Tuesday, August 9, 2016

Singapore's 51st National Day

I want to wish all my Singaporean friends a Happy and Blessed 51st National Day. Having been born in 1964, less than a year after Malaysia came into being on 16th September when Singapore was still a part of Malaysia and just over year before Singapore's declaration of independence on 9th August 1965, I find myself frequently caught between the love for these two countries. Even now, I struggle to decide whether I should remain in Sabah or perhaps consider returning to Singapore for the second last leg and phase of my ministry. Singapore has many advantages, not least the strength of the Sing dollar and also the extended retirement age to 67.

I have a good solid 15 years to contribute to Singapore should I return before entering my final phase which should not take much beyond the age of 70, at most 75 years old. Then I hope to enjoy my golden retirement years, if still healthy in writing books, spending time with grandchildren and teaching them Greek (I have none at the moment) and watching test cricket that can go on 5 days without a result. What idyllic life in New Zealand or perhaps in Sabah or Singapore for my retirement. This is somewhat wishful thinking but as a servant of God there is no better way to go to meet the Lord in a blaze of glory as a martyr for His name's sake. For I have called you not only to believe in Him but also to suffer for His name's sake (Phil 1:29).

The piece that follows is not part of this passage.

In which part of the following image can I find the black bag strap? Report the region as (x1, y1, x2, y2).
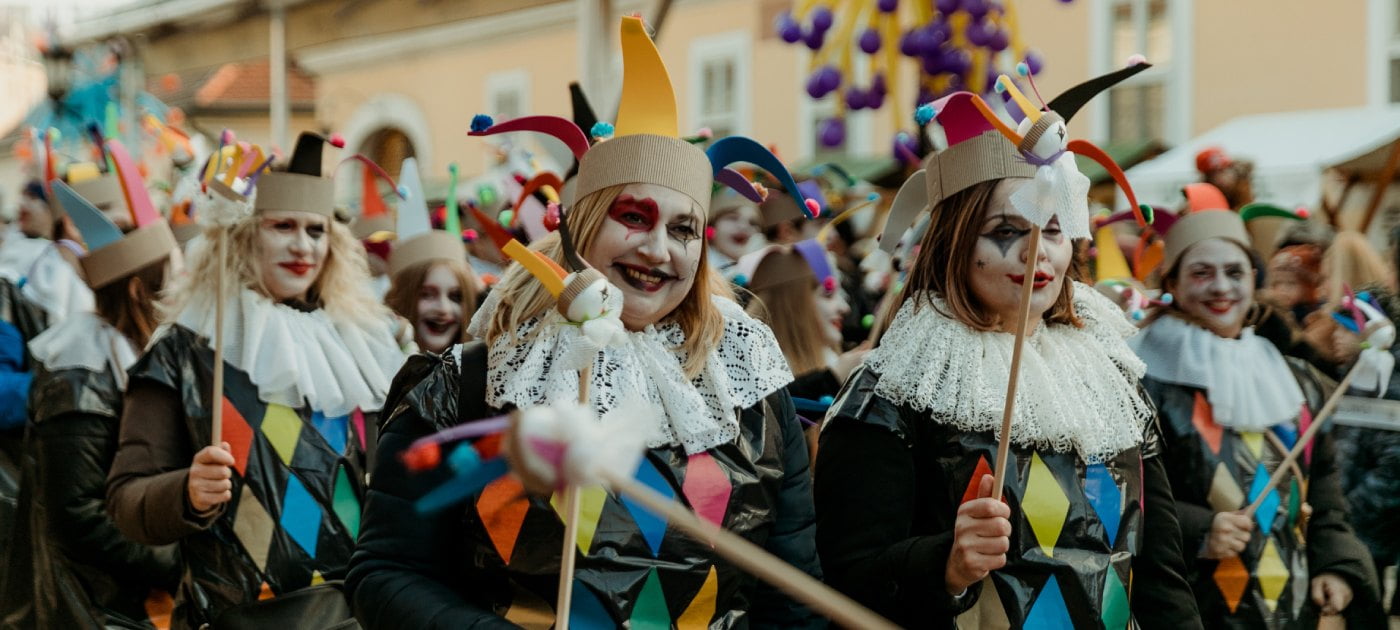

Singapore desperately needs an identity and a soul to further progress as a nation among nations in the world. Wealth, modernity, clean streets and good governance are all good but without a soul and a national identity a country cannot go very far. Singlish will not unite Singaporeans even though we might have a laugh or two when we speak it. As far as spoken English is concerned I speak standard English at all times, only rarely adding a "lah" when the occasions call for. Whether one calls it the Queen's English or Oxford English is not important but we should speak good and grammatically correct and if possible idiomatic English. Every language has its idioms and speaking them well only adds to the love and flourishing of the language. It's raining cats and dogs, I told a friend the other day. I used idioms all the time, perhaps due to my love for poetry and literary expressions and nuances. For Singapore and Singaporeans you deserve a great 51st National Day.